Deep Neural Network is a model inspired by the brain.
It is a network of interconnected nodes, with input and output nodes, with hidden layers in between making computations.
What are Deep Neural Networks doing?
The DNN finds the correct mathematical manipulation to turn similar input into output based on its training, whether it be a linear relationship or a non-linear relationship.
What is a node/neuron, and how are they connected
A node is a computational unit.
The node has one or more weighted input connections from and to other nodes.
What does a node consist of?
A node consists of a sum function and an activation function.
What is the weight in a DNN?
What are they usually denoted or referred to as?
The weight is the impact on a node, by a previous node.
e.g. Imagine the previous node outputs 10.
The weight to the next node is 0.1. This means it will impact the next nodes sum function with 1
Weight is usually denoted as theta (θ)
Imagine a fully connected layer. (all nodes between layers are connected to each other).
There are 10 nodes in each layer.
How many connections do each node in the next hidden layer have?
All nodes have 10 connections from the previous layer.
There is one connection to each individual node, pr. node from the previous layer, a fully connected layer.
What is the sum function?
The sum function takes the weighted sum of all the connections from other nodes and, sums them up.

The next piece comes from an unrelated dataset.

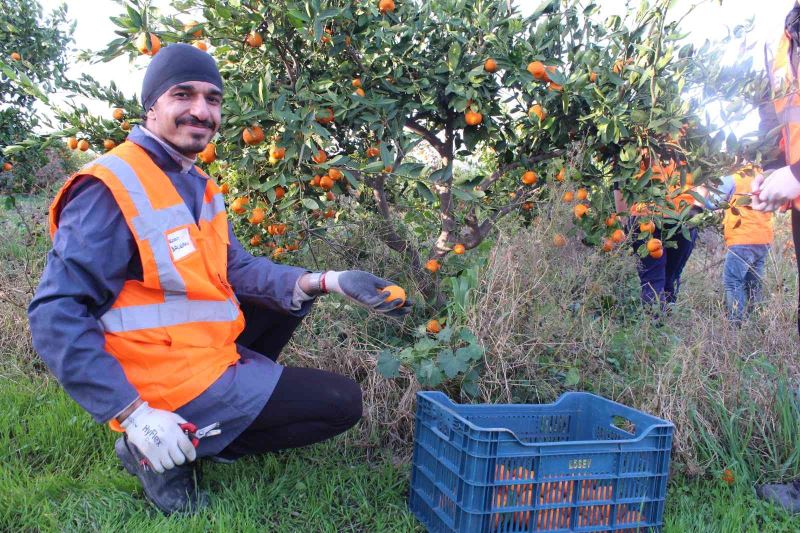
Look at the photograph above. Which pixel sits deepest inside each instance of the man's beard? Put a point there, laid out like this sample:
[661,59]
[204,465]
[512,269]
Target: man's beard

What is the activation function?
The activation function is a computation, that fires if the sum functions return a sum high enough (the threshold is met)

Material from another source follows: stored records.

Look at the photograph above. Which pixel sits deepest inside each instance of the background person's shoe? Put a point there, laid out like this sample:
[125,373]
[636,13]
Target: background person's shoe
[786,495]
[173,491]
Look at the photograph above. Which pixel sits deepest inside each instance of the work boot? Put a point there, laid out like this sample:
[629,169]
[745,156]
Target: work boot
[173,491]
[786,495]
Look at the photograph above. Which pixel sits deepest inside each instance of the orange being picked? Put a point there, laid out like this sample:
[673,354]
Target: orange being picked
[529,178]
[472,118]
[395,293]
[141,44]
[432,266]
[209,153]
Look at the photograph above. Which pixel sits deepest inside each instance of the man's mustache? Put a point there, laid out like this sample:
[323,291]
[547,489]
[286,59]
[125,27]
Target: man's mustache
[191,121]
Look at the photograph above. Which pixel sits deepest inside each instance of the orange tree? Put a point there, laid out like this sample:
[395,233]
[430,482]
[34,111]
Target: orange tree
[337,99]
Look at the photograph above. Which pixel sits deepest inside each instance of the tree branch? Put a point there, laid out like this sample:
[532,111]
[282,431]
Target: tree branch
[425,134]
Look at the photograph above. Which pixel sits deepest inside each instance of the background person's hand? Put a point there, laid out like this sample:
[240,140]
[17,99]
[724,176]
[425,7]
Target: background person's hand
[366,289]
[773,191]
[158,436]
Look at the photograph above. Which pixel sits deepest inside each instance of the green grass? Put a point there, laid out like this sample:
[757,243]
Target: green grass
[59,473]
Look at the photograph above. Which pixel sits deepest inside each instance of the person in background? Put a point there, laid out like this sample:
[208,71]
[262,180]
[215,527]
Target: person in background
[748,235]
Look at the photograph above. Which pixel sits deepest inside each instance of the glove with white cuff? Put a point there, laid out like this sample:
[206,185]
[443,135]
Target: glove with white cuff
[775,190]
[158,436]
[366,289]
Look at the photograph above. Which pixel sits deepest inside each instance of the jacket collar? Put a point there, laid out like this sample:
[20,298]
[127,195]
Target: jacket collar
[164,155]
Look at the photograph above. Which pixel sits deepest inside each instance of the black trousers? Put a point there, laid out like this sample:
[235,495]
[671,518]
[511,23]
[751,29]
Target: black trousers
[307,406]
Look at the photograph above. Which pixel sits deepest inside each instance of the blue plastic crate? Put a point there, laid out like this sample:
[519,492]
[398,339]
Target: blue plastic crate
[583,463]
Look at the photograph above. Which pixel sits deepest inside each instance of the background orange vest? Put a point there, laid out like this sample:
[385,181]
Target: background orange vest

Different types of activation functions decide how much a node should fire given a threshold.
What is the threshold?
A threshold is a certain value, at which, the activation function will fire or how much it will fire.
What is the output layer?
The output layer consists of a or multiple nodes that contains the hypothesis function.
It produces a result from the inputs.
What is a bias node?
A bias node is a node that can be in a hidden layer. Imagine a node at the bottom of each layer which simply adds a number (bias) of, for example, 1, to the next layer. or in the end just before the output node.

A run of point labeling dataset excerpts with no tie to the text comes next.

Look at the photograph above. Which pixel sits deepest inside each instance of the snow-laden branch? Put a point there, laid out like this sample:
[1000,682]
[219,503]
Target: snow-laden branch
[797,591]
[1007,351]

Do the activation functions change between layers?
Yes, the activation functions can change between the layers.
What is feedforward in a Neural Network?
It is the simplest form of a Neural Network. It means that the learning only travels forward, and not in e.g. a cycle.
You could say, information only moves one way, forward.
What does it mean if a DNN is ‘shallow’?
That it has 1 or a low amount of hidden layers.
Explain the ‘step’ activation function
This activation function fires when the weighted sum is above a threshold. Then it sends the exact same value to the next layer (weight is necessarily not the same)
What is the problem with the step activation function?
Multiple nodes can take the value of 1 and fire. Then this could make it hard to classify/decide.
Which different activation functions are there?
- Sigmmoid
- Tanh
- ReLu
- Leaky ReLu
- binary step function
A solution to the problem of the step function is the linear function, but what is the problem with that?
If we use the linear step function we would get a range of values as output. e.g y=ax, this represents not only one but a range of values.
The problem is that if we only use the linear function in a DNN, it could cause the output layer to become a linear function. This makes it impossible to map non-linear data.
What is the Sigmoid activation function?
The Sigmoid activation function looks like a smooth step function. (S - shape)
The function works in such a way that between x -2 and 2 the y-value changes drastically, resulting in the tendency to results being brought to either end, almost like a binary result. Making it good for distinctions.
Another big advantage is that the output is always going to be between -1 and 1!
What are the disadvantages to the sigmoid activation function?
Because of the slope in the ends, it is hard to make significant changes at x-values farther from 0. The gradient is very flat, this makes it so that the algorithm starts to learn extremely slow with almost no progress.
What is the Tanh activation function?
This activation function is very similar to the sigmoid function. In fact, it is a scaled Sigmoid function.
The properties are the same, near 0,0 changes to x are significant for y. as we go to the sides the changes are minimal.
What is the ReLu activation function?
The ReLu function gives an output if x is positive, and gives 0 otherwise.
When x is negative it is flat on the x-axis (y=0) - the line is horizontal.
When x is positive it is linear.
Does the ReLu function have the same issues as a linear activation function?
No it can be stacked because it is not only linear. So combinations of ReLu is not linear
What is the benefit you gain from ReLu?
When a network of neurons are initialised with random values almost 50 % of the network will yield 0. Because the output is 0 for negative values.
This means fewer neurons are firing (sparse activation) making the network lighter.